Transform Your Turf

A team of Yurt Empiricists participated in a workshop at Vivid Ideas – Transform your Turf: A Story-Led Game to Co-Design Public Housing, 8th June, 2013, Museum of Contemporary Art .

This workshop proposed as its starting point the ‘wicked problem’ of public housing eviction, development, and gentrification. ‘What if the answer can be found in a simple game that can be applied to any problem? A fun game that can be downloaded and printed at home, a collaborative game that ignites the greatest power we all have: our imaginence (imagination + intelligence). Could local solutions created by friends and neighbours trigger landslide change?’

Naturally, we were intrigued.

The session was a 90-minute open-design game, drawing on storytelling and experience design. We played in 3 groups: storytellers, prototypers (Tessa Zettel joined this group) and 100% committee (Rebecca Conroy and Alexandra Crosby joined this group), which were each assigned different ways to approach the problem.

Facilitators, Ele Jansen and Jordan Bryon, were hoping for ‘a collective narrative that explains the solution, so it can be easily explained to outsiders.’ But we struggled with distilling a complex, layered problem (with economics at its centre) into a problem-solution, with a common language for all stakeholders. Yurt Empire has been exploring all the impossibilities for artists in the city, digging, disturbing, uncovering, and translating difficult city concepts, and we have not come up with anything ‘easily explained’. We have come up with a mess of maps and ideas that can be pulled apart, reorientated and designed into something new… but no solution in sight.

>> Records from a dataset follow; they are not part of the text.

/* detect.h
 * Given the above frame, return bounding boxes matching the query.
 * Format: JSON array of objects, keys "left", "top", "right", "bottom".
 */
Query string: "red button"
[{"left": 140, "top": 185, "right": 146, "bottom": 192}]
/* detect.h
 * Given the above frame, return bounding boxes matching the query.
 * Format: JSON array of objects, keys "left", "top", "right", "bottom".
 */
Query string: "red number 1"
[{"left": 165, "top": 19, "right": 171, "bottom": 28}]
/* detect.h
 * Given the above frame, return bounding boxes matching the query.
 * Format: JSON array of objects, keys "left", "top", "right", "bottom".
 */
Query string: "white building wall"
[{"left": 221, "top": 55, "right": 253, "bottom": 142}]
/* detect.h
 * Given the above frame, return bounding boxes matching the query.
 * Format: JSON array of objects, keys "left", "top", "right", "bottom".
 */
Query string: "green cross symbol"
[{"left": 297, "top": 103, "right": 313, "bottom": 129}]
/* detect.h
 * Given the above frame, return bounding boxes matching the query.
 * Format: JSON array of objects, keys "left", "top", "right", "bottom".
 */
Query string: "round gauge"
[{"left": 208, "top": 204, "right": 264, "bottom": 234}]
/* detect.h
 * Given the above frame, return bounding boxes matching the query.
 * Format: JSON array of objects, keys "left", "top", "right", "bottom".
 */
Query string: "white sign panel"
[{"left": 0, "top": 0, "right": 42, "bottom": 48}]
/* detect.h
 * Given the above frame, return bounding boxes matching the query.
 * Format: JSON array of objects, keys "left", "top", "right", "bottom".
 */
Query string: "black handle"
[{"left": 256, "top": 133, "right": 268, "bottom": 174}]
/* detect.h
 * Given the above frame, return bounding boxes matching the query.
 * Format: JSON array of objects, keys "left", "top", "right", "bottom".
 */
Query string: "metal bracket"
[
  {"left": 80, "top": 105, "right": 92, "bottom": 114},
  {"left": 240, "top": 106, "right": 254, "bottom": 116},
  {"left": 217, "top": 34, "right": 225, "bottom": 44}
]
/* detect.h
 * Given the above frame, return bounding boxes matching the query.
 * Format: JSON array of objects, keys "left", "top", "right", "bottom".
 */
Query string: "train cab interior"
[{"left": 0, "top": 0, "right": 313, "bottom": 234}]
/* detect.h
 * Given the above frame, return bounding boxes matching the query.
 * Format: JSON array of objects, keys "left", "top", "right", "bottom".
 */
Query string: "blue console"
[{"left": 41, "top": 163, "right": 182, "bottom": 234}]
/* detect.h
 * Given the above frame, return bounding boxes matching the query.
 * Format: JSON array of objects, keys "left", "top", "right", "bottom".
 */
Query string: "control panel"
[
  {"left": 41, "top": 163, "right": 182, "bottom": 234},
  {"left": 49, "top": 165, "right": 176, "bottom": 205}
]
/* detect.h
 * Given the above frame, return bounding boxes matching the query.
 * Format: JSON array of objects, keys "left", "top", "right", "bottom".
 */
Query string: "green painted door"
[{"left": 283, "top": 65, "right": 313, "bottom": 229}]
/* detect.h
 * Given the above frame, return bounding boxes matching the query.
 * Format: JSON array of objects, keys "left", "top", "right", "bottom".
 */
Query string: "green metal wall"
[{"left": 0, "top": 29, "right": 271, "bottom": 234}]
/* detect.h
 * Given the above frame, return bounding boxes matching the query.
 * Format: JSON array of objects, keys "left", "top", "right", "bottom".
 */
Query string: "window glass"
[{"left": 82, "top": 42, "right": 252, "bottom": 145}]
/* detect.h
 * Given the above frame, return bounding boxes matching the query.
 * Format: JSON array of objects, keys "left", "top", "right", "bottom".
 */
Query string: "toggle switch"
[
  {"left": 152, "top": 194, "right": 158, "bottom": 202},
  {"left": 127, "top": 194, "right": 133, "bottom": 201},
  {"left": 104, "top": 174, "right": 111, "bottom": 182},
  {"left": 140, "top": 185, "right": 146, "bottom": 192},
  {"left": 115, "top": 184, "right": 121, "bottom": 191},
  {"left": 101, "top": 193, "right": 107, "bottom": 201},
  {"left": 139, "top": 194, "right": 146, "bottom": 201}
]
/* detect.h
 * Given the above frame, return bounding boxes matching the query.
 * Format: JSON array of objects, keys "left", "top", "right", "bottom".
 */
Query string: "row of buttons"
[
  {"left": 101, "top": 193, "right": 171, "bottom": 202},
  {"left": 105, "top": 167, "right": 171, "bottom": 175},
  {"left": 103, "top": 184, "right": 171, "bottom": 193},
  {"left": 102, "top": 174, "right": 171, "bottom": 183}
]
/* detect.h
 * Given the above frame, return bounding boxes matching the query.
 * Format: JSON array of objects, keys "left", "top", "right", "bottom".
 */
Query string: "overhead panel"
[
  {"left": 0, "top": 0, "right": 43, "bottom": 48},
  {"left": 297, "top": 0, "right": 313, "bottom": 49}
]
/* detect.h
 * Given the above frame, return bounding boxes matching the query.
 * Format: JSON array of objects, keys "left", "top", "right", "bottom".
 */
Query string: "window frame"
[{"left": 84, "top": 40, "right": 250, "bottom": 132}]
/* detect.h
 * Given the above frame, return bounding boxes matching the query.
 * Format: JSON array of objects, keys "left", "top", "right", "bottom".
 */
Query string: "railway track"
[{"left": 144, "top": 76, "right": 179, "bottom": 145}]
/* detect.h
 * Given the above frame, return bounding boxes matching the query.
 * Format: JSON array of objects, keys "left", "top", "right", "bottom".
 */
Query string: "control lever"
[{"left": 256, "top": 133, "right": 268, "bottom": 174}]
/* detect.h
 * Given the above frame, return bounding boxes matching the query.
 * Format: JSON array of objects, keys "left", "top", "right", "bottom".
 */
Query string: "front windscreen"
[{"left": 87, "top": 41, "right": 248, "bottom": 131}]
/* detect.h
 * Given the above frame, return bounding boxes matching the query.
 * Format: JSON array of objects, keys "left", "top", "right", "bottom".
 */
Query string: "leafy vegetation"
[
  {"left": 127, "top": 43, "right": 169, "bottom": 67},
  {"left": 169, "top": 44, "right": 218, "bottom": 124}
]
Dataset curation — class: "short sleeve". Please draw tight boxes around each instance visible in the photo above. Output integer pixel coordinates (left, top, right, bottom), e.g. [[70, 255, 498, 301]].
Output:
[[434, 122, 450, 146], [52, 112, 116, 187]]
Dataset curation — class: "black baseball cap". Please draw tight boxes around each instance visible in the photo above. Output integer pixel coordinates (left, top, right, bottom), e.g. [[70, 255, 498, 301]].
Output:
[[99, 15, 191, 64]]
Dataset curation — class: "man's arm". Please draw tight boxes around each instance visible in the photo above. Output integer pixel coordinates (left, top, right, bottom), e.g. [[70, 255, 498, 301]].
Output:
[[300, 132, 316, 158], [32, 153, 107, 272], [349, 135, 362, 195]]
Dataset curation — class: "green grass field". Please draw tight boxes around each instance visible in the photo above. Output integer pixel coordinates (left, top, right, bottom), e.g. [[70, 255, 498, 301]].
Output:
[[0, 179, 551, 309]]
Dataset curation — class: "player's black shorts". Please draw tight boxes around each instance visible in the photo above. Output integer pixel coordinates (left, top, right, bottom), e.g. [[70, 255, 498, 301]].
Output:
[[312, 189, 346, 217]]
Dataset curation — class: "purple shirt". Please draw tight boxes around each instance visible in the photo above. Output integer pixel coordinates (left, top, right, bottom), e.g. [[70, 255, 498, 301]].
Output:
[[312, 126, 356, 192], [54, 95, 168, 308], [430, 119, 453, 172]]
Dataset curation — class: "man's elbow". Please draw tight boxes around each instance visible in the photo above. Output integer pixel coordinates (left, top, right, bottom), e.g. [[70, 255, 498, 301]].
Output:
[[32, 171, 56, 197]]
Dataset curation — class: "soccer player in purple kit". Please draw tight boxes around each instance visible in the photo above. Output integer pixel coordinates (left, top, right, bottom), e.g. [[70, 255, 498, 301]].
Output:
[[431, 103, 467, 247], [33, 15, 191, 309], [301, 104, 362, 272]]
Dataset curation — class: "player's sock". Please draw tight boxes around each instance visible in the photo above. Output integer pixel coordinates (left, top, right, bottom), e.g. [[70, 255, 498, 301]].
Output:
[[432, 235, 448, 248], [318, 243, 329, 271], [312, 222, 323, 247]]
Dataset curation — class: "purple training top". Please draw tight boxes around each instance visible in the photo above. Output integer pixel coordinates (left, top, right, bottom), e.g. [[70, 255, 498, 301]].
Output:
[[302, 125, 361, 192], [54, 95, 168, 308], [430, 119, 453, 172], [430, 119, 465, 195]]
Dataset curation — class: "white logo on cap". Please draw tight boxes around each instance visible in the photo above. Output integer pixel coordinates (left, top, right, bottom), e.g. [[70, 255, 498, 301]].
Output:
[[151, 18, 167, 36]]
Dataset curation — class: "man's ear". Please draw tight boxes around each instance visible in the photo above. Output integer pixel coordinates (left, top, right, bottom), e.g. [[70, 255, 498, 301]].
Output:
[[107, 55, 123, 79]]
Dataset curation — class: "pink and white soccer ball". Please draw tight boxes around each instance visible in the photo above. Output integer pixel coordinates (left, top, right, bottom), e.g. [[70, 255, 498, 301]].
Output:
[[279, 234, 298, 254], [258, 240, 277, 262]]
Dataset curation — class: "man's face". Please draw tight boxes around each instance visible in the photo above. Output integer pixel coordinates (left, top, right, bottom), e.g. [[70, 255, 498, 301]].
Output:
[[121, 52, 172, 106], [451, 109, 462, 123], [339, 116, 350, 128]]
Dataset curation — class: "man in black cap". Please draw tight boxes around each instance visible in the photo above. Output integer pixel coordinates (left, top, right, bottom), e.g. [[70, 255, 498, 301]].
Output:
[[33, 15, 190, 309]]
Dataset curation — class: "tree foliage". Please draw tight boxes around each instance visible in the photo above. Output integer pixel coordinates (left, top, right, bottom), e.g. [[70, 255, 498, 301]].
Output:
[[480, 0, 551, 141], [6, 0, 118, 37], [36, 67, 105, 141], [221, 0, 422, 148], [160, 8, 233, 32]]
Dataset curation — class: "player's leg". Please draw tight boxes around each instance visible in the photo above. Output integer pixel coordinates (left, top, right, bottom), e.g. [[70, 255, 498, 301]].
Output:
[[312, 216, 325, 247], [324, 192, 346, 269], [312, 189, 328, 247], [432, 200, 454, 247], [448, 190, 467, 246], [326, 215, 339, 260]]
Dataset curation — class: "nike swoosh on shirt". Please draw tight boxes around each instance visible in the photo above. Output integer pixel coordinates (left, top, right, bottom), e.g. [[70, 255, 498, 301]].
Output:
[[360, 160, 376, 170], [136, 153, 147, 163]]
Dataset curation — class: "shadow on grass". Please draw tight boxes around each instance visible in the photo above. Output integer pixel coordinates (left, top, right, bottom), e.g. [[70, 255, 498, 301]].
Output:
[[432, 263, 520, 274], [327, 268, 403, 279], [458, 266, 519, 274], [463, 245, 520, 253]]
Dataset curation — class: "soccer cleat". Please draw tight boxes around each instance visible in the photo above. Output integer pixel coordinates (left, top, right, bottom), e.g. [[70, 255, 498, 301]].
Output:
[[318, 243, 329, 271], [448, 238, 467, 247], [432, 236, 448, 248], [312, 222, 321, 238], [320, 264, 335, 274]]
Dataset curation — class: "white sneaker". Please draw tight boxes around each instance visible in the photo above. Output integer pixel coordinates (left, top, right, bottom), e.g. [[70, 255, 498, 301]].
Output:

You can read about the intentions of the workshop here.

Yurt Empire has also been experimenting with how games can help us develop our collaborative practice. We recently attempted to play the ‘Game of Global Futures’, designed by anthropologists Anna Tsing and Elizabeth Pollman for a book titled ‘Histories of the Future’ (http://www.dukeupress.edu/Catalog/ViewProduct.php?productid=5718). It is a really great read. Many educators interested in encouraging students to think about the collaborations involved in social change use this format, see Eben Kirksey’s class try it here. Yurt Empire played the ‘Game of Global Futures’ with a focus on agents of change in Sydney’s urban development. It was slow, slightly confusing, and quite hilarious.

We are still working out how games can be applied to the problems we want to tease out.  We are not convinced that a format as open as ‘Transform Your Turf’ really considers enough the cheaters and rules and winners and losers (and we are not sold on words like ‘imaginence’). But we still wanna play: ‘Game of Homes’ has just begun!